[Fwd: allocators not conformant to standard]

Craig Perras cperras@watchguard.com
Wed Sep 1 14:01:00 GMT 1999


Benjamin Kosnik wrote:
> 
> Hmm. I'm interested to see what ideas for implementing persistence have
> come up, if anybody's willing to share. I've gotten a lot of questions
> about this, and it seems as if using the hint argument
> for allocator::allocate(n, hint) as an aid to determine locality (20.4.1.1)
> is a pretty good way to do it.
>
> As Matt's pointed out, using a container address as a hint wouldn't work.
> It seems as if you could make the container's elements persistent though, as
> they could be passed in. . .  ie you could allocate elements and then
> pass in the returned pointer to allocated space as a hint argument to
> signify the intent to also allocate persistantly.

It seems to be difficult to get this to work correctly (and
transparently).

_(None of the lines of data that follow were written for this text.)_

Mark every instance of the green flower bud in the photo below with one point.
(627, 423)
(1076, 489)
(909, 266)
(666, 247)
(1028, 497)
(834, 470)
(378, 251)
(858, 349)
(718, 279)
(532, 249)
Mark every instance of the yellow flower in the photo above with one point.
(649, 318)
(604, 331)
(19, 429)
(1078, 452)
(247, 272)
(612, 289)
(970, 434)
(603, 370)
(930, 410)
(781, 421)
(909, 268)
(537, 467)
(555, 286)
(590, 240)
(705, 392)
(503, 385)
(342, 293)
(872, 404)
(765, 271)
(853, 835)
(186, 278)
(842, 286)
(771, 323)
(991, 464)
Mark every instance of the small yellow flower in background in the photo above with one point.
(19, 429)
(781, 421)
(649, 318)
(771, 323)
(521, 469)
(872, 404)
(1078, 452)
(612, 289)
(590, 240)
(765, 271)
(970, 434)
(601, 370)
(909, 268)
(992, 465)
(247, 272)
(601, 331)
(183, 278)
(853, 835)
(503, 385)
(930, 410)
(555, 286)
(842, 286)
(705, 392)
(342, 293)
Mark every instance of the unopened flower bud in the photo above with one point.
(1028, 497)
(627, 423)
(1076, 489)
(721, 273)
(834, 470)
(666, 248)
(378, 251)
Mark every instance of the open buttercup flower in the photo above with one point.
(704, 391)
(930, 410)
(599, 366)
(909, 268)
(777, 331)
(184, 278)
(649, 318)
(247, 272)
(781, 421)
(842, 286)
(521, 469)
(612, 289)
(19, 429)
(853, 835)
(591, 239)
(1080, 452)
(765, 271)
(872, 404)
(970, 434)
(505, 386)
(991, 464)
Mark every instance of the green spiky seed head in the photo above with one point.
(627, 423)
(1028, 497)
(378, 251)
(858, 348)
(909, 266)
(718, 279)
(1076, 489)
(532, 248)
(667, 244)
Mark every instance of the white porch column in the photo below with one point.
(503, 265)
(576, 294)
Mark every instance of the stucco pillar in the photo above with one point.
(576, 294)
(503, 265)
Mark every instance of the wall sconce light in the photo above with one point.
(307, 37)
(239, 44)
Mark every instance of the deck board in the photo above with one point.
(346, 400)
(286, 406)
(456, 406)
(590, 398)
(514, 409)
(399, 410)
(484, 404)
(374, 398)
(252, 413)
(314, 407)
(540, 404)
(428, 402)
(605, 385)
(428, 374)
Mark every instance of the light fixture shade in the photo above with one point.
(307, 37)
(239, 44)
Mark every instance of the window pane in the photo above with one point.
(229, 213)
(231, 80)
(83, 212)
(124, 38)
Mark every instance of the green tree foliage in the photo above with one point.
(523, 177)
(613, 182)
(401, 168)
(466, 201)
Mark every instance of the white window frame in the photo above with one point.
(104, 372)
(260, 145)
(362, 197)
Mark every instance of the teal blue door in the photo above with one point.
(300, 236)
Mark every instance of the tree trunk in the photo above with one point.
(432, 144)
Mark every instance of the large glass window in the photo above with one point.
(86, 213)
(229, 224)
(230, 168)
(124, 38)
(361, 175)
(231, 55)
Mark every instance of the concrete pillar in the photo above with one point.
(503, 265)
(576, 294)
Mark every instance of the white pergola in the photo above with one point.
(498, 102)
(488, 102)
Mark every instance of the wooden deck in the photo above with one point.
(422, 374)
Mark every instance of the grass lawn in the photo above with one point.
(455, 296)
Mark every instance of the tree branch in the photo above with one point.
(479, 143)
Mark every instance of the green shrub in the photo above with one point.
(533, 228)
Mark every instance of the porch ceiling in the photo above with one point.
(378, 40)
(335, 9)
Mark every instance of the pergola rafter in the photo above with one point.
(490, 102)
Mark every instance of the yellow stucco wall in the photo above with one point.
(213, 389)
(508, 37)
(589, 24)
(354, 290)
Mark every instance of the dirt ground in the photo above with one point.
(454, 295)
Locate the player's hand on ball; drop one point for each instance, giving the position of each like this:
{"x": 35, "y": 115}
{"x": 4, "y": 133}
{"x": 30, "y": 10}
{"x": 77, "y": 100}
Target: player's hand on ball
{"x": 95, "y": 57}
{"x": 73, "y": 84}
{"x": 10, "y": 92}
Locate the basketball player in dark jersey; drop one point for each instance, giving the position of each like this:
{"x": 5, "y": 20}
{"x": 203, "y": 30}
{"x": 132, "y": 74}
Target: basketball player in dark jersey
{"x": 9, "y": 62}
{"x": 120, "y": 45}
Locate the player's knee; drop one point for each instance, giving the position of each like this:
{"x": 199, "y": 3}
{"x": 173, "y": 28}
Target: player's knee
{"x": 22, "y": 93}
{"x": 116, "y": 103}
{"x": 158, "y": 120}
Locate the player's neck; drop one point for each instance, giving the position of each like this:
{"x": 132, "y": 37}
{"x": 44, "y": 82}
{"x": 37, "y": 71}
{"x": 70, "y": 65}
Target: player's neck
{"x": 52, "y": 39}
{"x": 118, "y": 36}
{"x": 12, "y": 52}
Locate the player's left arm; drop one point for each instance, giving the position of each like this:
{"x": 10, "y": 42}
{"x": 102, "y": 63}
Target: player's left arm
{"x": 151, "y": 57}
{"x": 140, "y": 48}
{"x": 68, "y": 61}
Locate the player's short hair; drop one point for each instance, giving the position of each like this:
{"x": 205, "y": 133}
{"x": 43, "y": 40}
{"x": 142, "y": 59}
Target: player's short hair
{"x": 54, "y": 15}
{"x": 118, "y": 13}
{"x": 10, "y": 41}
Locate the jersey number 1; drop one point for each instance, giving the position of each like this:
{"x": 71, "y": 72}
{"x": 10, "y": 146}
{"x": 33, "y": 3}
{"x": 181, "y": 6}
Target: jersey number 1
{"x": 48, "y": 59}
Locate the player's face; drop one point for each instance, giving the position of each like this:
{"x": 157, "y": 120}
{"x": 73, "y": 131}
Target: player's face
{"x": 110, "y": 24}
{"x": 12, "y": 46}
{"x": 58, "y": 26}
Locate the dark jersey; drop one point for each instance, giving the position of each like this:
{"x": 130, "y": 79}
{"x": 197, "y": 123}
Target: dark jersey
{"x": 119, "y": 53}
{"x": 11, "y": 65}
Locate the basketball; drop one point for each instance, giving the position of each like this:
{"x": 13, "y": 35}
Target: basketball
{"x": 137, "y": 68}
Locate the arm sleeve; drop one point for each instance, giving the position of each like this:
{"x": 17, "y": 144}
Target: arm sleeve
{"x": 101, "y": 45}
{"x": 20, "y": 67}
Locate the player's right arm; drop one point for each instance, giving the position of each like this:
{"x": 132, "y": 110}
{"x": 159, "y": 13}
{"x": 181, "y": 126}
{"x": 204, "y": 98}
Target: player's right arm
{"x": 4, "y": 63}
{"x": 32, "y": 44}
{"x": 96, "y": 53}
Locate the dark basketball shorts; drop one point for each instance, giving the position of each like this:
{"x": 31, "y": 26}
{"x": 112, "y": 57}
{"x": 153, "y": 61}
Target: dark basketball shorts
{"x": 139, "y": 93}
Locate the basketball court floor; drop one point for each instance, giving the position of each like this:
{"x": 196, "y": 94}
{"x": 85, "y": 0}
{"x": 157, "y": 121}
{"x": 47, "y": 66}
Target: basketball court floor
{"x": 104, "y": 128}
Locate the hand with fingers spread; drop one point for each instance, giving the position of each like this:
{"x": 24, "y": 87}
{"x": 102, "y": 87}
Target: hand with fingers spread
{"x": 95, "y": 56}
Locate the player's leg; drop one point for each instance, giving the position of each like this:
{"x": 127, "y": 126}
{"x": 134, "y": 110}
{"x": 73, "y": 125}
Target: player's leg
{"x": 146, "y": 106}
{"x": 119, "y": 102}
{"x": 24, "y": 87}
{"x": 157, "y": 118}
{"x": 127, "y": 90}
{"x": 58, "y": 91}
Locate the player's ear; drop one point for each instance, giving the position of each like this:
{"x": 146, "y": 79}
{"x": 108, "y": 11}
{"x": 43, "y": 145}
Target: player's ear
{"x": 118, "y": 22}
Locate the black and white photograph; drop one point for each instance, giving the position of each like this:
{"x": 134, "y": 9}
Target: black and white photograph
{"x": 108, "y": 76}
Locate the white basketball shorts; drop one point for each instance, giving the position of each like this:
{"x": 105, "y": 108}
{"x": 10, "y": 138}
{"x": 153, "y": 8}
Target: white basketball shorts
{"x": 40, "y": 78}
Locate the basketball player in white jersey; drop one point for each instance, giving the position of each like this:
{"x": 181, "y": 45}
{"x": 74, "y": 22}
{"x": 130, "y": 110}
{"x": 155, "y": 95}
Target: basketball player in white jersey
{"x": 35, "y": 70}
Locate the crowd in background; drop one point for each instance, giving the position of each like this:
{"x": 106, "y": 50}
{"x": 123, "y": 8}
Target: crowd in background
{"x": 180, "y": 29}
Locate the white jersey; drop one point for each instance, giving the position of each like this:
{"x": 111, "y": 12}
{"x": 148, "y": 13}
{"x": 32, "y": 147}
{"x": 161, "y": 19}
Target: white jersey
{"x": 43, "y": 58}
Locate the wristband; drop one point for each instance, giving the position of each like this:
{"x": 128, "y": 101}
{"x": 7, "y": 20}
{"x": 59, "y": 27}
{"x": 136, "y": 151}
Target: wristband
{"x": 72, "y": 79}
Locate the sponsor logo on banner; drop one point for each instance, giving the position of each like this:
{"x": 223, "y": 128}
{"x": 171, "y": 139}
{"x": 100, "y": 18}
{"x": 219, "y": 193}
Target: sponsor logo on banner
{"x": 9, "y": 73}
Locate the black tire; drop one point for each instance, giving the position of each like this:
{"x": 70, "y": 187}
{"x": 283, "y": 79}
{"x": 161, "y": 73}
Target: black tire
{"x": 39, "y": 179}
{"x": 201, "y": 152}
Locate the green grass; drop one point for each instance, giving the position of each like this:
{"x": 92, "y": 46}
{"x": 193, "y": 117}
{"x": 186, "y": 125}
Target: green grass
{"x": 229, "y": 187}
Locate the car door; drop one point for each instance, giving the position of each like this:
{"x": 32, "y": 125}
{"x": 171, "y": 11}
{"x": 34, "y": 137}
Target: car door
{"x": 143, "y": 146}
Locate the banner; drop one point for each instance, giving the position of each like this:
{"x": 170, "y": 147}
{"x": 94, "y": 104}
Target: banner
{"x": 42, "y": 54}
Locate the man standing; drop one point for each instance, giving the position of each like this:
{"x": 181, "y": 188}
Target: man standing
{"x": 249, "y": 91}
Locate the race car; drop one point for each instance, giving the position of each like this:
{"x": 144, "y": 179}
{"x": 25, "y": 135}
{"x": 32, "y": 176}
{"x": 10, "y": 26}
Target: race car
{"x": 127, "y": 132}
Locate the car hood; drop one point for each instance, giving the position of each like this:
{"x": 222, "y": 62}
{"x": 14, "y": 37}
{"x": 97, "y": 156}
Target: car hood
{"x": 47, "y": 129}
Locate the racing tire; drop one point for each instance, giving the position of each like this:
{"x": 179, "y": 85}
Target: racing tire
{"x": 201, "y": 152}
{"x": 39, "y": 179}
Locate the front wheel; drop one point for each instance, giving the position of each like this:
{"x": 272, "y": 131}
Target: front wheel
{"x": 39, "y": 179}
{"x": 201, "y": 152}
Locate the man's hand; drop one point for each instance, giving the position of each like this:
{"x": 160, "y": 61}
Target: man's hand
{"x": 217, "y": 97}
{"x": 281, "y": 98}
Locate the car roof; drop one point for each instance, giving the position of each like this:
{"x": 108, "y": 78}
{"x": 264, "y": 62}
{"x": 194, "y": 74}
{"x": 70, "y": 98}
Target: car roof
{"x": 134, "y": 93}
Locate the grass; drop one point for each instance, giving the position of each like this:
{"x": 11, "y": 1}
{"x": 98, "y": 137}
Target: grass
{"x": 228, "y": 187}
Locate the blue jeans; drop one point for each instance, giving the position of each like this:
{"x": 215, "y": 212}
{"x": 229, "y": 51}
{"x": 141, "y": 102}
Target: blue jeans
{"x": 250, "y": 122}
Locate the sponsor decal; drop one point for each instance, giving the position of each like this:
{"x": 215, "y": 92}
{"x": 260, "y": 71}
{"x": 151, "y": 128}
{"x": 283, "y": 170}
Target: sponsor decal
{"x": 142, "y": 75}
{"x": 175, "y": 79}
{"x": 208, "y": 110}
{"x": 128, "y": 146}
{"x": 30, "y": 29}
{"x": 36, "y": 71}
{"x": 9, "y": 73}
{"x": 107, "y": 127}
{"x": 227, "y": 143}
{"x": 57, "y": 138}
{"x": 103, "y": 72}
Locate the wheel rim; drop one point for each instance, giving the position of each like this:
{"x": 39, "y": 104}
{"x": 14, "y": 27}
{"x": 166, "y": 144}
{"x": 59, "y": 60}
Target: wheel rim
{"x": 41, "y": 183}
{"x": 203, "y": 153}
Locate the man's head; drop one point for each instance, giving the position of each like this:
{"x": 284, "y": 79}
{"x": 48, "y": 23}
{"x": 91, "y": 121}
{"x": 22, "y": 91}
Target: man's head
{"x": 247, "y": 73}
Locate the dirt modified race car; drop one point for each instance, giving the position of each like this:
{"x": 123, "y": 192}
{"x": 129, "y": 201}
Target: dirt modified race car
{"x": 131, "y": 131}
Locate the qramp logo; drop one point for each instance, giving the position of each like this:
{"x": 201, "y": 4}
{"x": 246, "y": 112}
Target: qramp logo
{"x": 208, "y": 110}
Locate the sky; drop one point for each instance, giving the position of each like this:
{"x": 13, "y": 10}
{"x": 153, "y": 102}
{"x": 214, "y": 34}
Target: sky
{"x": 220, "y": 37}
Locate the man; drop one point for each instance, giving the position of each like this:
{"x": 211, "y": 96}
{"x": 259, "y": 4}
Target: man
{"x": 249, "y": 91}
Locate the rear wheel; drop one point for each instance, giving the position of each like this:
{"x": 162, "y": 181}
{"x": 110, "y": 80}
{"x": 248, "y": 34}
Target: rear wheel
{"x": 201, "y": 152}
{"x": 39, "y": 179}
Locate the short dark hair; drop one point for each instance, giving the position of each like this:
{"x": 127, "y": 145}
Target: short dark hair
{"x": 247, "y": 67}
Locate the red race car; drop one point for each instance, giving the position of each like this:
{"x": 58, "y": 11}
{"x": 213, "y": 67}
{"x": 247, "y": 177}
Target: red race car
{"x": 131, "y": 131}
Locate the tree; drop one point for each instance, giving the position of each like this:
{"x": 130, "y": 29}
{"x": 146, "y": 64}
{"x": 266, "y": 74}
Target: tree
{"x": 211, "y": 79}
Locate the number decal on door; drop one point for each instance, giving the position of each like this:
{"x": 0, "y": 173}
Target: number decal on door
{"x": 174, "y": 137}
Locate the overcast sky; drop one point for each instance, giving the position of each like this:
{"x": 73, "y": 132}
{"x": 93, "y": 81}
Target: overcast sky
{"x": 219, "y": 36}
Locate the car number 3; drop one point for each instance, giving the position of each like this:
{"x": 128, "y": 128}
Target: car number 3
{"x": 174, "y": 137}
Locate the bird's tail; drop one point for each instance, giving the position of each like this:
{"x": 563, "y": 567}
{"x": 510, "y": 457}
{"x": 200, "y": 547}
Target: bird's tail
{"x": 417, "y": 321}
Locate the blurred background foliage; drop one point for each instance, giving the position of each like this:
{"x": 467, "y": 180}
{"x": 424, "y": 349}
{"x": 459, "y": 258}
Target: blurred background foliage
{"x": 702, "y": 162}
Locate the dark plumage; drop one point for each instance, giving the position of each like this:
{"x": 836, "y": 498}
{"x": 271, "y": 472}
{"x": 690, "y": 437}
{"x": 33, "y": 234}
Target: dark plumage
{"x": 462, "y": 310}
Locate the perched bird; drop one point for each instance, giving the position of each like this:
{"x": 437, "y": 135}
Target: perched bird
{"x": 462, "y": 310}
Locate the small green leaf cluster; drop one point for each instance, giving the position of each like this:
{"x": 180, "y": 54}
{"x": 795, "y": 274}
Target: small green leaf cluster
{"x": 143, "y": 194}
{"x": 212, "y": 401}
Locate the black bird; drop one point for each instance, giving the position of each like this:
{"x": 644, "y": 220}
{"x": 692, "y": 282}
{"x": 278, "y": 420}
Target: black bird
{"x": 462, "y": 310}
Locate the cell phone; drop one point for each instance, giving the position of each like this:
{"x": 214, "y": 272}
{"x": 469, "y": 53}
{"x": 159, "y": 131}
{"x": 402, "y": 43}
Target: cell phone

I'm trying to implement object-level persistence (not
class level), so simply using a persistent allocator is problematic
without using some other mechanism (at run time) to differentiate
between persistent and transient objects. My strategy revolved around
passing in the address of the container/class as the hint to the
allocator (or new) so it can tell whether it is persistent or transient
(any address in the range of a persistent object store is persistent). 

Unfortunately, I didn't know about the above condition with the hint
parameter... I don't see how things would work correctly if someone
allocated a persistent vector, as there would be no way (?) to tell how
it was allocated. It would work fine if only the container's elements
were persistent, but what if you wanted the container itself persistent?
This may call for a change of strategy on my part, but so far I haven't
come up with one that maintains transparency. I think I may just have to
bend the rules here and pass in 'this' to the allocator.

If anyone wants more info on my persistent object store, feel free to
ask. Once I get further along, I plan to release it freely with source
code. 

> > See allocator<>::allocate(),
> > in line 602 of stl_alloc.h.  As you'll see, we have a hint parameter and
> > we don't do anything with it.

sorry - i was looking at simple_alloc and it's ilk.